Vatican City (AsiaNews) - Terrible "news continue to come out of Syria and Iraq, about acts of violence, abduction and harassment against Christians and other groups. Let those involved in these situations be aware that we have not forgotten them, that we are close to them, and that we are praying insistently for an end to the intolerable brutality of which they are victims," said Pope Francis in today's Angelus prayer.
Together with the Middle East, Francis also mentioned Venezuela's "moments of grave tensions" and urged "everyone to reject violence and show respect for the dignity of every person." The Holy Father made his appeal after the Angelus.
Before the prayer, the pope commented today's Gospel passage on the Transfiguration, which "is at the peak of Jesus' public ministry. He is on his way to Jerusalem, where the prophecies of the 'Servant of God' will be fulfilled and where his redeeming sacrifice will be done. The crowds, facing the prospect of a Messiah that does not fit their earthly expectations, abandoned him. They thought that the Messiah would be a liberator of his country from Roman rule. Jesus did not like this perspective."
"Even the Apostles," he said, "did not understand the words with which Jesus announced the outcome of his mission in glorious passion. They did not understand. Jesus then showed Peter, James and John, a foretaste of his glory, that he would have after the Resurrection, to confirm them in the faith and encourage them to follow the path of the Cross. On a high mountain, immersed in prayer, he was transfigured before them: his face and his whole person radiated a brilliant light. The three disciples were frightened, whilst a cloud enveloped them and from above came - as in the Baptism in the Jordan - the voice of the Father, 'This is my beloved Son. Listen to him' (Mk 9:7). Jesus is the Son who became servant, sent into the world to implement through the cross the project of salvation. His full adherence to the Father's will makes his humanity transparent to the glory of God, who is Love."
"Jesus," the pope pointed out, "reveals himself as the perfect icon of the Father, the irradiation of his glory. He is the fulfilment of Revelation. For this reason, beside Him transfigured, Moses and Elijah appear, representing the Law and the Prophets, indicating that everything begins and ends in Jesus.
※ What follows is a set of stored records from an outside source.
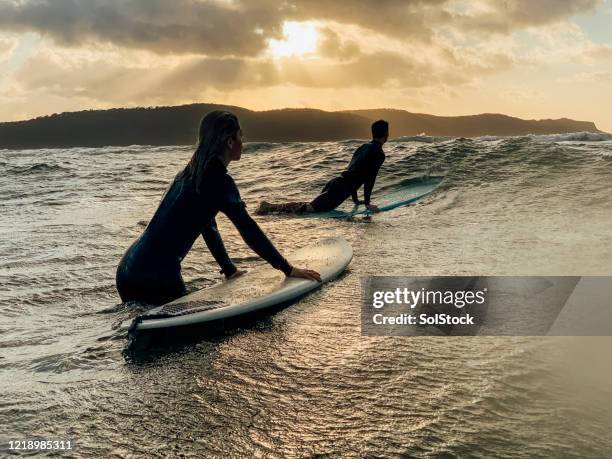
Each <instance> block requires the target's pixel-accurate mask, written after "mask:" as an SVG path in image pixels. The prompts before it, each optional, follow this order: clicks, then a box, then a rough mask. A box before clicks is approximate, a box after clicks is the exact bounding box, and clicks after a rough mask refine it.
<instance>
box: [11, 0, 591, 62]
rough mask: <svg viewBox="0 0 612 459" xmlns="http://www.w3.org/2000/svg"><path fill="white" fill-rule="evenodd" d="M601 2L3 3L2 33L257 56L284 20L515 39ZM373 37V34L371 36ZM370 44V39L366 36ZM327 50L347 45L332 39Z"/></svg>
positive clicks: (574, 0)
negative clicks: (468, 3) (507, 35)
mask: <svg viewBox="0 0 612 459" xmlns="http://www.w3.org/2000/svg"><path fill="white" fill-rule="evenodd" d="M600 3H601V0H537V1H533V0H505V1H499V0H481V1H480V2H478V3H477V4H478V5H480V6H482V8H478V9H473V11H469V10H468V11H467V12H464V13H461V12H458V11H457V8H456V4H455V3H454V2H452V1H450V0H351V1H350V2H348V1H330V0H295V1H291V0H288V1H281V0H276V1H275V0H259V1H255V0H19V1H17V0H0V29H5V30H13V31H36V32H38V33H40V34H42V35H45V36H48V37H50V38H52V39H53V40H54V41H55V42H57V43H59V44H61V45H67V46H81V45H84V44H87V43H91V42H106V43H113V44H115V45H117V46H120V47H126V48H134V49H144V50H149V51H153V52H156V53H160V54H164V53H169V54H189V53H195V54H202V55H207V56H218V57H224V56H256V55H258V54H259V53H260V52H261V51H262V50H264V49H265V48H266V46H267V40H268V39H270V38H280V37H281V35H282V33H281V30H282V23H283V22H284V21H285V20H298V21H299V20H328V21H334V22H336V23H339V24H345V25H349V24H350V25H357V26H359V27H361V28H362V29H363V30H364V31H374V32H377V33H380V34H383V35H387V36H391V37H394V38H396V39H399V40H402V41H422V42H426V43H427V42H431V41H432V39H434V38H435V37H436V36H437V35H436V34H437V33H438V31H439V30H441V29H443V28H445V27H449V28H454V29H456V30H458V31H460V32H462V33H469V32H471V31H477V32H480V33H508V32H510V31H512V30H515V29H516V28H520V27H526V26H537V25H544V24H548V23H553V22H558V21H560V20H563V19H565V18H568V17H570V16H572V15H575V14H577V13H582V12H588V11H591V10H593V9H594V8H595V7H596V6H597V5H598V4H600ZM364 33H367V32H364ZM364 38H365V39H367V36H366V37H364ZM326 40H327V41H326V44H325V45H324V51H326V52H328V53H330V55H331V54H333V51H334V49H336V50H340V49H341V48H339V47H341V46H348V48H347V49H346V51H348V52H354V48H352V47H351V46H350V44H349V45H343V44H342V43H341V42H338V40H337V37H335V36H333V35H330V34H329V33H328V34H327V37H326Z"/></svg>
The directive for the disciples and for us is this: 'Listen to him!' Listen to Jesus. He is the Saviour: follow him. Listening to Christ, in fact, entails taking on the logic of his Paschal Mystery, setting off with him in order to make our lives a gift of love to others, in docile obedience to God's will, with an attitude of detachment from worldly things and of inner freedom. We must, in other words, be prepared to 'lose our life' (cf. Mk, 8:35), to give it, so that everyone can be saved and that we might meet again in eternal happiness. Jesus' journey always leads us to happiness. There will be a cross [to bear], trials [to undergo], but there will always be happiness. Jesus does not deceive us; for this reason, we have to set off on his path. "
"With Peter, James and John," said the pontiff in concluding, "we also climb the Mount of Transfiguration and stop in contemplation of the face of Jesus, to receive the message and translate it into our lives, because we too can be transfigured by love. Love transfigures everything. Do you believe it? Ah, not so much from what I hear [The crowd shouts 'yes']. May the Virgin Mary, whom we now invoke with the Angelus prayer, support us in this journey."
Following the Marian prayer, the pontiff issued a number of appeals. "Dear brothers and sisters, unfortunately, unending tragic news continue to come out of Syria and Iraq, about acts of violence, abduction and harassment against Christians and other groups. Let those involved in these situations be aware that we have not forgotten them, that we are close to them, and that we are praying insistently for an end to the intolerable brutality of which they are victims. Together with the members of the Roman Curia, I offered, according to this intention, the last Mass the Spiritual Exercises, last Friday. At the same time I call on everyone, according to their possibilities, to work to alleviate the suffering of those who are tested, often only because of the faith they profess. Let us pray for these brothers and sisters, who suffer for their faith. In Syria, in Iraq. Let us pray in silence." At this point, the crowd in the square joined the Holy Father in silent prayer.
"Let me also mention Venezuela," Francis added, "which is going through moments of acute tensions. I pray for the victims; in particular, for the boy who was killed a few days ago in San Cristobal. I urge everyone to reject violence and show respect for the dignity of every person and the sanctity of human life and I encourage you to walk together for the good of the country, opening spaces to meet and engage in sincere and constructive dialogue. I entrust that dear country to the maternal intercession of Our Lady of Coromoto."